Партизан напомнил Чоло о гехашенском старосте Аве, потому что в этом селе жил колхозник Вардан. Это был тот самый мальчонка, что чудом уцелел – единственный из всего рода старосты. Вардан хромал на правую ногу, и все в Талине знали, что это горькая память от Геворга Чауша.
Приближаясь к городу, Чоло запустил руку в карман ватника и, достав зубчик чесноку, быстро сжевал его. Охранники перепугались, что не обыскали его как следует. Но Чоло успокоил их, сказав, что это была долька чеснока, что он, когда заходит в большой город, всегда употребляет красный перец и чеснок, что это «дезинфикация» против всякой заразы, которой много в большом городе. Так учил его еще отец – когда в первый раз взял с собой Чоло в Алеппо.
«Путник мушец»
Полководец Махлуто добрался через Персию до Америки – с посохом в руках, с шинелью на плечах, а за плечами тощий вещмешок.

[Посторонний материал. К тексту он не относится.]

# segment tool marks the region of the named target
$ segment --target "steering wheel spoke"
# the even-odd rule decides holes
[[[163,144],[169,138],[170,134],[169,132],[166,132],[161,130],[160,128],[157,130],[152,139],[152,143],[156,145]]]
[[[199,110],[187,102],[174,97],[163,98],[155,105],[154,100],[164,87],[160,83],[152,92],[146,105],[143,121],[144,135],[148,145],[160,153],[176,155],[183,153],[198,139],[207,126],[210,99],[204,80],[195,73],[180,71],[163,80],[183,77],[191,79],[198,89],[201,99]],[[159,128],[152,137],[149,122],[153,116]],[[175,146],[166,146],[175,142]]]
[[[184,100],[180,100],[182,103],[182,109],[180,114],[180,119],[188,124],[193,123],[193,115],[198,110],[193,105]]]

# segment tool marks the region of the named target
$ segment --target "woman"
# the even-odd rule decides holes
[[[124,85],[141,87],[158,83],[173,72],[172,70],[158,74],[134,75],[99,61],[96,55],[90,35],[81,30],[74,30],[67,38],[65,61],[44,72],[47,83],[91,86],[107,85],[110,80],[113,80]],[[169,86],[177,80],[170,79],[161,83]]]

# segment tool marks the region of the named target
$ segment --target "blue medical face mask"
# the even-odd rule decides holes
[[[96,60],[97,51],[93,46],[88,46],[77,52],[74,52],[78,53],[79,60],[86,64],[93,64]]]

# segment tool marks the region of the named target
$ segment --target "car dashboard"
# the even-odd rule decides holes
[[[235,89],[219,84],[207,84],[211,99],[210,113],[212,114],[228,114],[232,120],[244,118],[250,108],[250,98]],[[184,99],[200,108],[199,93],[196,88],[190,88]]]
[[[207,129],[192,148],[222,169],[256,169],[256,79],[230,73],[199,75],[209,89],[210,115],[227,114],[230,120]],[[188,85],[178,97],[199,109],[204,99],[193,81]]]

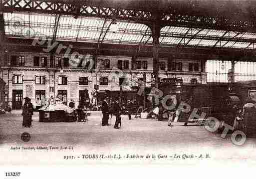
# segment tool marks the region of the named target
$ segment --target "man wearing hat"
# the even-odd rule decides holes
[[[22,127],[30,128],[31,126],[33,105],[31,103],[31,99],[29,98],[26,97],[24,99],[25,103],[23,105],[21,114],[21,115],[23,116]]]
[[[103,117],[101,125],[103,126],[109,126],[108,120],[109,119],[109,105],[107,101],[107,97],[105,97],[102,101],[101,111],[102,111]]]

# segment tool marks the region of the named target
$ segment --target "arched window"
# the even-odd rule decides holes
[[[142,62],[142,68],[144,70],[147,70],[148,69],[148,62],[147,61],[143,61]]]
[[[20,75],[13,76],[12,84],[23,84],[23,76]]]
[[[100,85],[108,85],[108,79],[106,77],[100,78]]]
[[[43,76],[37,76],[35,77],[36,84],[45,84],[45,77]]]
[[[79,77],[79,85],[88,85],[88,78],[86,77]]]
[[[67,77],[65,76],[59,76],[58,78],[58,84],[59,85],[67,85]]]
[[[198,83],[197,79],[192,79],[191,80],[190,80],[190,83],[191,83],[191,84],[197,84],[197,83]]]

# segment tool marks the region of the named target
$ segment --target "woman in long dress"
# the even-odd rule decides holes
[[[25,103],[23,105],[21,114],[21,115],[23,116],[22,127],[30,128],[31,126],[33,105],[31,103],[31,100],[29,98],[25,97],[24,99]]]

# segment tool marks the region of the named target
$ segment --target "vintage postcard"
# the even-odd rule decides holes
[[[0,5],[0,166],[255,164],[256,2]]]

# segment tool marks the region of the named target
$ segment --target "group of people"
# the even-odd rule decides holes
[[[101,125],[102,126],[108,126],[109,115],[114,115],[116,117],[116,121],[114,128],[120,129],[122,127],[121,114],[121,108],[117,99],[112,100],[112,102],[110,102],[108,97],[105,98],[102,101],[102,104],[101,107],[101,111],[102,112],[102,121]],[[129,115],[130,116],[130,115]],[[130,119],[131,119],[130,118]],[[120,125],[120,127],[119,127]]]
[[[24,98],[25,102],[22,107],[21,115],[23,116],[22,127],[30,128],[32,126],[32,115],[33,115],[33,105],[28,97]]]

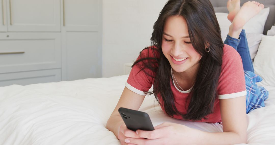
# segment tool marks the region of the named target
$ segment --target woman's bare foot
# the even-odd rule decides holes
[[[236,15],[232,22],[233,30],[241,29],[247,22],[263,9],[263,4],[255,1],[246,2]]]
[[[235,16],[240,10],[240,0],[229,0],[227,2],[227,9],[229,12],[227,18],[231,23]]]

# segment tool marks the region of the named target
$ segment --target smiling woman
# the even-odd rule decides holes
[[[240,2],[228,1],[229,18],[232,24],[225,44],[208,0],[167,2],[153,26],[151,46],[141,52],[132,66],[126,87],[107,122],[107,128],[122,144],[246,142],[247,91],[244,68],[254,70],[247,55],[249,54],[245,31],[242,29],[263,5],[249,2],[240,9]],[[253,72],[249,72],[254,76]],[[152,85],[153,90],[149,92]],[[155,127],[153,131],[135,132],[127,129],[118,118],[117,109],[138,110],[145,95],[153,94],[168,116],[198,122],[220,123],[222,120],[224,132],[206,132],[167,123]],[[251,100],[249,98],[254,98],[246,96],[247,103]]]

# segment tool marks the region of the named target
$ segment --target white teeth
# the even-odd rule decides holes
[[[180,59],[177,59],[177,58],[174,58],[174,57],[173,57],[173,58],[174,58],[174,59],[175,60],[178,62],[181,62],[183,60],[184,60],[187,58],[181,58]]]

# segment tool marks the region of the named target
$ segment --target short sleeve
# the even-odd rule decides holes
[[[144,50],[137,60],[140,59],[142,56],[153,57],[151,54],[148,55],[148,53],[152,53],[148,49]],[[143,64],[144,61],[146,61],[148,62],[148,60],[144,60],[134,66],[125,84],[125,86],[131,91],[142,95],[146,95],[146,94],[144,92],[148,92],[152,87],[155,74],[152,70],[145,68]]]
[[[246,95],[245,79],[241,58],[234,48],[224,45],[218,85],[218,98],[225,99]]]

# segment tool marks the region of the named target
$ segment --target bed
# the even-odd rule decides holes
[[[211,1],[216,12],[226,5],[223,1]],[[275,23],[275,1],[259,1],[273,8],[265,26],[266,33]],[[106,124],[128,77],[0,87],[0,145],[120,144]],[[269,91],[265,107],[247,115],[249,144],[275,144],[275,85],[269,84],[260,84]],[[223,131],[218,123],[167,116],[152,95],[145,97],[139,110],[148,113],[154,126],[170,122],[206,132]]]

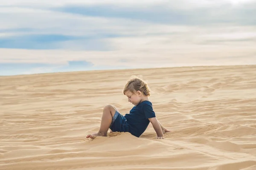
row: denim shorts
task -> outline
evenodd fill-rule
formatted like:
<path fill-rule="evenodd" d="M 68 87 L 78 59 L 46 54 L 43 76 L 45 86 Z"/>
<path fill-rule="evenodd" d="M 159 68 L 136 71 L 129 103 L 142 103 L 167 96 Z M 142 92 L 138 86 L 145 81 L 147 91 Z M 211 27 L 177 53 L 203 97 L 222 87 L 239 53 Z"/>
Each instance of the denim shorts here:
<path fill-rule="evenodd" d="M 116 111 L 109 128 L 113 132 L 129 131 L 129 125 L 126 121 L 126 118 L 117 111 Z"/>

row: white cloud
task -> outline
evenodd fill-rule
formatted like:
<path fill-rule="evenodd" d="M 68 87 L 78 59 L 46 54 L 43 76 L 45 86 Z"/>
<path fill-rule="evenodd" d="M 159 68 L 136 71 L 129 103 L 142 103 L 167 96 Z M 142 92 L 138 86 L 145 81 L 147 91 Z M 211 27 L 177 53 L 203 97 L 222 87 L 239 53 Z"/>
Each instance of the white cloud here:
<path fill-rule="evenodd" d="M 0 38 L 58 34 L 88 36 L 93 39 L 88 44 L 81 40 L 66 41 L 55 44 L 56 47 L 65 49 L 63 50 L 0 48 L 0 63 L 65 65 L 69 61 L 85 60 L 92 62 L 95 67 L 107 65 L 130 68 L 256 64 L 256 26 L 237 26 L 232 22 L 204 26 L 192 24 L 175 25 L 117 17 L 88 16 L 43 8 L 69 4 L 108 4 L 116 6 L 134 6 L 134 8 L 143 9 L 166 3 L 167 8 L 177 10 L 206 6 L 214 12 L 214 6 L 221 7 L 222 4 L 236 5 L 245 1 L 195 2 L 192 0 L 0 0 L 2 6 L 0 6 L 0 30 L 14 30 L 3 31 L 0 33 Z M 221 9 L 222 12 L 225 11 Z M 210 13 L 217 20 L 223 19 L 219 13 Z M 230 14 L 225 15 L 228 21 L 228 18 L 241 17 Z M 19 31 L 20 28 L 31 30 Z M 16 29 L 18 31 L 15 31 Z M 115 37 L 108 36 L 112 34 Z M 81 51 L 85 45 L 90 47 L 90 51 Z M 101 45 L 111 48 L 109 51 L 96 51 L 97 48 L 100 48 Z M 91 51 L 91 49 L 94 50 Z M 52 70 L 44 68 L 35 69 L 32 71 Z"/>

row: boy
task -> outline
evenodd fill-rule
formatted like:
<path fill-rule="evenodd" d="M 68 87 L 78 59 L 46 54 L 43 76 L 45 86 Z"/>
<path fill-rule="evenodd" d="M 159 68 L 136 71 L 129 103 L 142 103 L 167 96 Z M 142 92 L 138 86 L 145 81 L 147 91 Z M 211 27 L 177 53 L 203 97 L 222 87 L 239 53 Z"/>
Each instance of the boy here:
<path fill-rule="evenodd" d="M 139 137 L 151 122 L 157 133 L 157 139 L 164 139 L 163 133 L 170 131 L 164 128 L 157 119 L 152 103 L 148 97 L 150 89 L 148 84 L 134 76 L 128 80 L 123 90 L 128 101 L 135 106 L 129 114 L 122 116 L 113 106 L 107 105 L 103 109 L 99 130 L 88 135 L 87 138 L 106 136 L 108 128 L 113 132 L 128 132 Z"/>

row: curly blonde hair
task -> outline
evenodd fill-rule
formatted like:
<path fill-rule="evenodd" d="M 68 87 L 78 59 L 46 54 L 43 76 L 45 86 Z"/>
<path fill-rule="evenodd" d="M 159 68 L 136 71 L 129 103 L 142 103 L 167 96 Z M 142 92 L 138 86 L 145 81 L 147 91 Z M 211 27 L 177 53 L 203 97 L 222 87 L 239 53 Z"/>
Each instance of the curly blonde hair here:
<path fill-rule="evenodd" d="M 134 93 L 138 91 L 140 91 L 146 96 L 150 96 L 151 90 L 147 82 L 136 76 L 133 76 L 127 81 L 123 90 L 123 93 L 127 91 Z"/>

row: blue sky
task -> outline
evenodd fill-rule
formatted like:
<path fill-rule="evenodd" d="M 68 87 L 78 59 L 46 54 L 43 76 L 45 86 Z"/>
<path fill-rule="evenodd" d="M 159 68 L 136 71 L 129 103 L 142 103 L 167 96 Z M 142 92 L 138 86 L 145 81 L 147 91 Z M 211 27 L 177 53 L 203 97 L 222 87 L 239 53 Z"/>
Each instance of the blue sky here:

Многие богатые армяне, владельцы дорогих отелей, предложили ему свой кров, но он всем отказал. Он слышал, что в городе Фрезно, на далекой окраине, какой-то таронец держит для своих соотечественников маленький пансион.
Пансион этот назывался «Путник мушец». «Путник мушец» – от одного уже этого названия у Махлуто обмерло сердце. Махлуто пришел туда, когда уже стемнело; край был незнакомый, он растерянно остановился на обочине исчезающей в вечерней мгле дороги. Он расстелил на земле свою шинель, подложил под голову хурджин и решил малость подремать.
Пусть умолкнут соловьи, Летите, журавли, в Айастан, Отнесите весть всем землякам – Защитник армян Дядя в могиле.
Последние слова прозвучали совсем явственно. Махлуто сел. Померещилось ему или, может, во сне это было? Дядя? Какое знакомое имя. Дядя. Да это же тот самый знаменитый гайдук, эрзрумец, старикашка Аршак, которого Махлуто видел в Карсе, в мастерской, тот самый, что с седлом старым возился. Дядя был убит в битве при Ревандузе. Господи, где Ревандуз, а где Америка! Ослышался, наверное, Махлуто, пригрезилось ему.
Махлуто хотел было снова лечь, как вдруг какой-то мужчина с фонарем в руках склонился над ним.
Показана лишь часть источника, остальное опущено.